Reputation: 225
I have a pandas data frame with the below structure
# Column Non-Null Count Dtype
--- ------ -------------- -----
0 annotation 10237 non-null object
1 note_sentence 10237 non-null object
2 listofsentence 10237 non-null object
The last column 'listofsentence' is a list initialised with 'O's same as the number of words in the note_sentence column. Now I want to match the individual strings present inside the annotation column with the long string in the 'note_sentence' column and wherever it gets the matching word I want to update the 'listofsentence' column value from 'O' to 'I'. For example, in the below sample record the value of 'listofsentence' should be updated to [O, I, I, I, O, I, I, I, O, O, O] from its default state.

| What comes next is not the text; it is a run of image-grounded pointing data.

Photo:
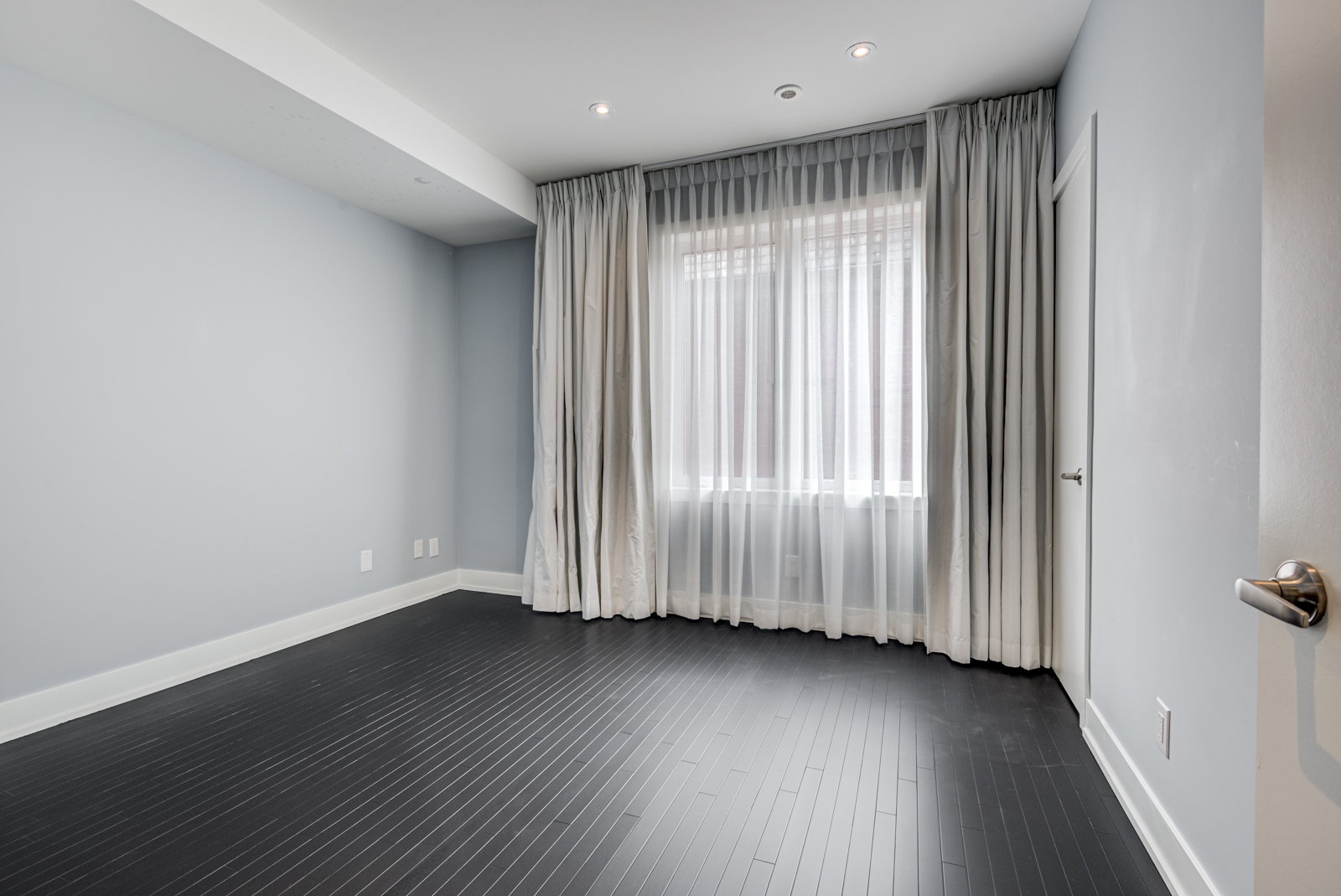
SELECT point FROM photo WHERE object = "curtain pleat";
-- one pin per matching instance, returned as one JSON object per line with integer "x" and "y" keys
{"x": 592, "y": 546}
{"x": 989, "y": 194}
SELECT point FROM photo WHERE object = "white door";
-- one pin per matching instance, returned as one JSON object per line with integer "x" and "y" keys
{"x": 1298, "y": 777}
{"x": 1074, "y": 198}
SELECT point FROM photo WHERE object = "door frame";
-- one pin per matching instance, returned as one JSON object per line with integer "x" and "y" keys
{"x": 1083, "y": 153}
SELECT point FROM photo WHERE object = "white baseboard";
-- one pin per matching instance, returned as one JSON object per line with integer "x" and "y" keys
{"x": 1178, "y": 864}
{"x": 475, "y": 580}
{"x": 62, "y": 703}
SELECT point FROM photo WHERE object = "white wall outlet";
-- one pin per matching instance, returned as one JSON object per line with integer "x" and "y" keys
{"x": 1166, "y": 719}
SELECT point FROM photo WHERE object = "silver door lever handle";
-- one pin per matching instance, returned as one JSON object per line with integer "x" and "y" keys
{"x": 1296, "y": 596}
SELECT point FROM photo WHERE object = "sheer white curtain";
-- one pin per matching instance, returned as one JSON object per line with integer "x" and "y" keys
{"x": 788, "y": 386}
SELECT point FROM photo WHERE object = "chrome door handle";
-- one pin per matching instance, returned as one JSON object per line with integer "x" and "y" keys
{"x": 1296, "y": 596}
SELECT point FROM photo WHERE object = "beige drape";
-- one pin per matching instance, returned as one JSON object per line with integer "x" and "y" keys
{"x": 592, "y": 545}
{"x": 989, "y": 188}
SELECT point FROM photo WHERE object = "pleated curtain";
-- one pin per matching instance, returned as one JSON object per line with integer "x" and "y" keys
{"x": 990, "y": 251}
{"x": 786, "y": 312}
{"x": 592, "y": 546}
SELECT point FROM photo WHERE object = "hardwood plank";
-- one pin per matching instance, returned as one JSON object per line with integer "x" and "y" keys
{"x": 471, "y": 746}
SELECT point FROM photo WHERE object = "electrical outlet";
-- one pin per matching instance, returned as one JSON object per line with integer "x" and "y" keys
{"x": 1166, "y": 717}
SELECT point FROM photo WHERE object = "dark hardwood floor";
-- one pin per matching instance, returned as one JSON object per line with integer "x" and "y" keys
{"x": 471, "y": 746}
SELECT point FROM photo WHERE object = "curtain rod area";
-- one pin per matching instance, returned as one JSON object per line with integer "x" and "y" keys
{"x": 759, "y": 148}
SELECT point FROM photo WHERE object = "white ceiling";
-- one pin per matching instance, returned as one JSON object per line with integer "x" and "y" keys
{"x": 688, "y": 77}
{"x": 443, "y": 116}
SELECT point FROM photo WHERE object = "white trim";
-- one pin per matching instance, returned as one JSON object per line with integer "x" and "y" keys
{"x": 1084, "y": 153}
{"x": 1083, "y": 149}
{"x": 1175, "y": 860}
{"x": 62, "y": 703}
{"x": 475, "y": 580}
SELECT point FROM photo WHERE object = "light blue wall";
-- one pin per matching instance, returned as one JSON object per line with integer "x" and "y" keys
{"x": 216, "y": 386}
{"x": 495, "y": 283}
{"x": 1178, "y": 89}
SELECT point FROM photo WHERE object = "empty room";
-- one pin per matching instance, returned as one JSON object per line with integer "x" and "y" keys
{"x": 670, "y": 449}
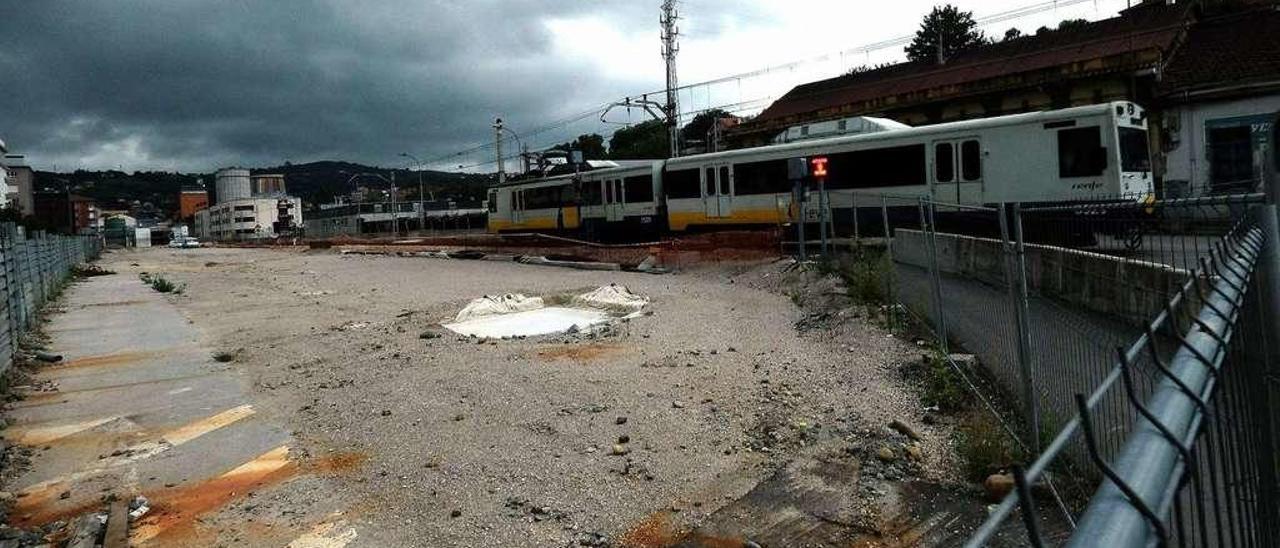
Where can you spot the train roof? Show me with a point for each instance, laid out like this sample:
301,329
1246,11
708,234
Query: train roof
983,123
618,165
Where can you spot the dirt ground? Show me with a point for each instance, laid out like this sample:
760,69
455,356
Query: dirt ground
451,442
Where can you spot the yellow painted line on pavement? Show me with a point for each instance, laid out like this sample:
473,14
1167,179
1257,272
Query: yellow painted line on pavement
327,535
184,506
41,435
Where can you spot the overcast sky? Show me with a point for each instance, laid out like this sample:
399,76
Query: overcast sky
193,85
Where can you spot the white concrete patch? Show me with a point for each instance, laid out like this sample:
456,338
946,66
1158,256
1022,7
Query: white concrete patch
533,323
327,535
40,435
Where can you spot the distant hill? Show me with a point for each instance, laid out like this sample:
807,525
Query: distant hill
315,183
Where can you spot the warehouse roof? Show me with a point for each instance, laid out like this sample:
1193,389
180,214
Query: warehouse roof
1150,27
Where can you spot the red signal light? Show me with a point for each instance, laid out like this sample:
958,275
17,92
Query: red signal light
819,167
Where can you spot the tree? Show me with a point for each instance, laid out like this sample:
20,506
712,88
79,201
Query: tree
696,129
956,30
645,141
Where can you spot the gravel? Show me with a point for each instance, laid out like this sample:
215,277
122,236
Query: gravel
693,403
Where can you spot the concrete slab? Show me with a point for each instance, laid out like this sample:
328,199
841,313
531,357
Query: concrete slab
533,323
141,406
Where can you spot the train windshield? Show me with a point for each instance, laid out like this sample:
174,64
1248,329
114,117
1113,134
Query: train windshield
1134,151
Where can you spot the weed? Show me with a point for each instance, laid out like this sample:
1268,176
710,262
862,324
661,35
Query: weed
160,283
984,446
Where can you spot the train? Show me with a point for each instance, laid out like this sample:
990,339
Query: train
1069,155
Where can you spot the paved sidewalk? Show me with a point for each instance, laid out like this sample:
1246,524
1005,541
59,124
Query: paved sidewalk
141,407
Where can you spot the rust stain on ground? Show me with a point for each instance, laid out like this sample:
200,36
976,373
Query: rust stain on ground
658,531
176,511
97,361
97,305
586,352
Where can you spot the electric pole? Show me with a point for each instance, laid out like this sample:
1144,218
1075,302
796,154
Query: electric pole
670,49
497,136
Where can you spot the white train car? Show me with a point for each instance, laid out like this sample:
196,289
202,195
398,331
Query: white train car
540,205
1088,153
624,200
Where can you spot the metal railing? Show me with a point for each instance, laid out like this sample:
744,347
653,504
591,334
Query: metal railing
1136,341
32,270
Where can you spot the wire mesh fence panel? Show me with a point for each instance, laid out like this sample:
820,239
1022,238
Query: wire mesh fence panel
1174,429
32,269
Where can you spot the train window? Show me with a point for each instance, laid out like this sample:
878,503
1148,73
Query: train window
762,178
1134,151
682,185
895,167
944,163
970,160
1080,153
639,190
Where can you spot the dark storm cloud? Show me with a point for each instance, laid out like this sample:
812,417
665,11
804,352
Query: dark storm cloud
200,83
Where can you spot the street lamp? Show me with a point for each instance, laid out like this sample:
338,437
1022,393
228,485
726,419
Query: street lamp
361,201
421,206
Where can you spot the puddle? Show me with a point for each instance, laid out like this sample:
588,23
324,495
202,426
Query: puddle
542,322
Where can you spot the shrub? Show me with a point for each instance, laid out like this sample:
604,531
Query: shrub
984,446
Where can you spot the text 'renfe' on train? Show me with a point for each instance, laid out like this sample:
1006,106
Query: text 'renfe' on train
1079,154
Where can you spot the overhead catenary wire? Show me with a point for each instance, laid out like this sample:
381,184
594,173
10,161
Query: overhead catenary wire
730,108
1015,13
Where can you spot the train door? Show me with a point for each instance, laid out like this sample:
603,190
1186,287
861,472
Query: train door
726,191
517,206
958,176
615,200
718,191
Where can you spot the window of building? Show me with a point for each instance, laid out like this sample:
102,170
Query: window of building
1079,153
1134,150
970,160
762,178
894,167
1230,155
944,163
639,190
681,185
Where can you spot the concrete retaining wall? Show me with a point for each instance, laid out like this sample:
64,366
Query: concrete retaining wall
1129,290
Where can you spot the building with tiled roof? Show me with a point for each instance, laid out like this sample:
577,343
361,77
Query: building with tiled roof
1160,54
1219,96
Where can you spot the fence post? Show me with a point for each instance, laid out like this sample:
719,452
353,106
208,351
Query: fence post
935,274
1015,277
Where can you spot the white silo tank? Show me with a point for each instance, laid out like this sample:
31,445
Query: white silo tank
233,185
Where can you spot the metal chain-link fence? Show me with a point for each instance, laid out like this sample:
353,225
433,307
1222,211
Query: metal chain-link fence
1136,341
32,269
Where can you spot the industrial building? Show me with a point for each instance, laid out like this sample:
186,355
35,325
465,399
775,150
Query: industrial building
1206,73
248,208
67,213
19,183
191,201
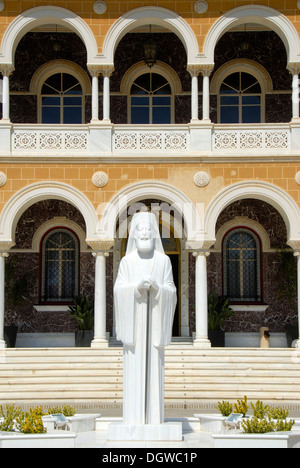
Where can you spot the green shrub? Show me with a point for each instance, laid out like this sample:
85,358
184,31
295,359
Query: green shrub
9,413
283,425
30,422
259,409
241,406
278,413
257,426
225,408
65,410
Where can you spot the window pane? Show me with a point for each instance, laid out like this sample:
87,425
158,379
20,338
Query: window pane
229,115
252,114
251,100
140,115
161,115
54,82
72,115
242,266
51,115
140,101
60,266
50,101
233,81
229,100
162,101
72,101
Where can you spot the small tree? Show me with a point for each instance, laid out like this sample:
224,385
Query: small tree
287,284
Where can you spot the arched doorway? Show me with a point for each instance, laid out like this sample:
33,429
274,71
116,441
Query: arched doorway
172,242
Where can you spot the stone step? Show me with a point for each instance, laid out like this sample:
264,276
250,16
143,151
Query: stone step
192,375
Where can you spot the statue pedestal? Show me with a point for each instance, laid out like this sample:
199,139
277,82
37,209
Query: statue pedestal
170,431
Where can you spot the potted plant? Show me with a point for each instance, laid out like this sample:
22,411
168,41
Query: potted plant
287,289
16,288
83,312
218,311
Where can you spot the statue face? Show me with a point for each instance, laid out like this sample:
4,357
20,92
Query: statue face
144,238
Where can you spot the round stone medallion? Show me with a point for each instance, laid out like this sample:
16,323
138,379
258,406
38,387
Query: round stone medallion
297,178
100,7
100,179
201,7
201,179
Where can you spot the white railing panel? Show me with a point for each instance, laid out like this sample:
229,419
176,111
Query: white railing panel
241,139
55,139
150,139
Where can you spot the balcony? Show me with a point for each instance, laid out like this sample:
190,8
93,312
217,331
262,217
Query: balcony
169,142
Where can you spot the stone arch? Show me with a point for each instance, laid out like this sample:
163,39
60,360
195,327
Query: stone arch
257,14
145,16
265,191
31,194
38,16
150,189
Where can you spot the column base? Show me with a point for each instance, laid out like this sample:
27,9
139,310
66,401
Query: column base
202,343
170,431
296,343
99,343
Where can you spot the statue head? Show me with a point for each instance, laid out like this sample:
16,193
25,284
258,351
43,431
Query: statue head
144,237
144,234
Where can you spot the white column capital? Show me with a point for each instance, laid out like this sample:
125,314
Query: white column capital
94,70
6,69
99,246
294,68
106,71
100,253
202,253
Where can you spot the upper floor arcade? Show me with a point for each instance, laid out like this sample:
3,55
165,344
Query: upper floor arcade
239,96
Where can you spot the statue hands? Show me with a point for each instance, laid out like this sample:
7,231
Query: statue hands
148,284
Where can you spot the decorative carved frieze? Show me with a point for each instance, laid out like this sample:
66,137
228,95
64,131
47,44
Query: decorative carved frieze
100,179
201,7
201,179
100,7
3,179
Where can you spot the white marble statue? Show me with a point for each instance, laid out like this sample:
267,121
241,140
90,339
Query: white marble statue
145,301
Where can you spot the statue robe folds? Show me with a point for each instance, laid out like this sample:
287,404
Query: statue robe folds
144,337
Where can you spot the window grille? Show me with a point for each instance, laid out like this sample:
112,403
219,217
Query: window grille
240,99
151,100
62,100
242,266
60,258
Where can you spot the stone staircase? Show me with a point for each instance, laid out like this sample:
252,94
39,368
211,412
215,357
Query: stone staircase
194,378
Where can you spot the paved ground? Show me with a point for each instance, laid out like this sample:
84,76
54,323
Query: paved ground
98,439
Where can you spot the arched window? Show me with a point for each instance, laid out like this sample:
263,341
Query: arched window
151,100
240,99
242,266
60,266
61,100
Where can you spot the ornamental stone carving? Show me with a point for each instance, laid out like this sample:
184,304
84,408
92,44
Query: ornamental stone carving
201,179
297,178
3,179
100,7
201,7
100,179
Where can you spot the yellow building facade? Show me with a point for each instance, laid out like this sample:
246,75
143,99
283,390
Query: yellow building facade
207,135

I used the below code which is able to return the starting and ending indexes of the match but I want it at the word level.
def find_index(string, sentence):
for match in re.finditer(string, sentence):
print (match.start(), match.end())
How can I do this?
Upvotes: 1
Views: 47
Reputation: 13518
With the following dataframe:
import pandas as pd
df = pd.DataFrame(
{
"annotation": [["COMES AND GOES", "HAPPENED 5-6 TIMES"]],
"note_sentence": ["IT COMES AND GOES, IT HAPPENED 5-6 TIMES SINCE IT STARTED"],
}
)
You can define a helper function:
def match(annotation, note_sentence):
note_sentence = note_sentence.replace(",", "")
indices = []
for item in annotation:
if item in note_sentence:
for word in item.split(" "):
indices.append(note_sentence.split(" ").index(word))
return [
"O" if i not in indices else "I" for i in range(len(note_sentence.split(" ")))
]
And then:
df["list_of_sentence"] = df.apply(
lambda x: match(x["annotation"], x["note_sentence"]), axis=1
)
print(df)
# Output
annotation \
0 [COMES AND GOES, HAPPENED 5-6 TIMES]
note_sentence \
0 IT COMES AND GOES, IT HAPPENED 5-6 TIMES SINCE...
list_of_sentence
0 [O, I, I, I, O, I, I, I, O, O, O]
Upvotes: 1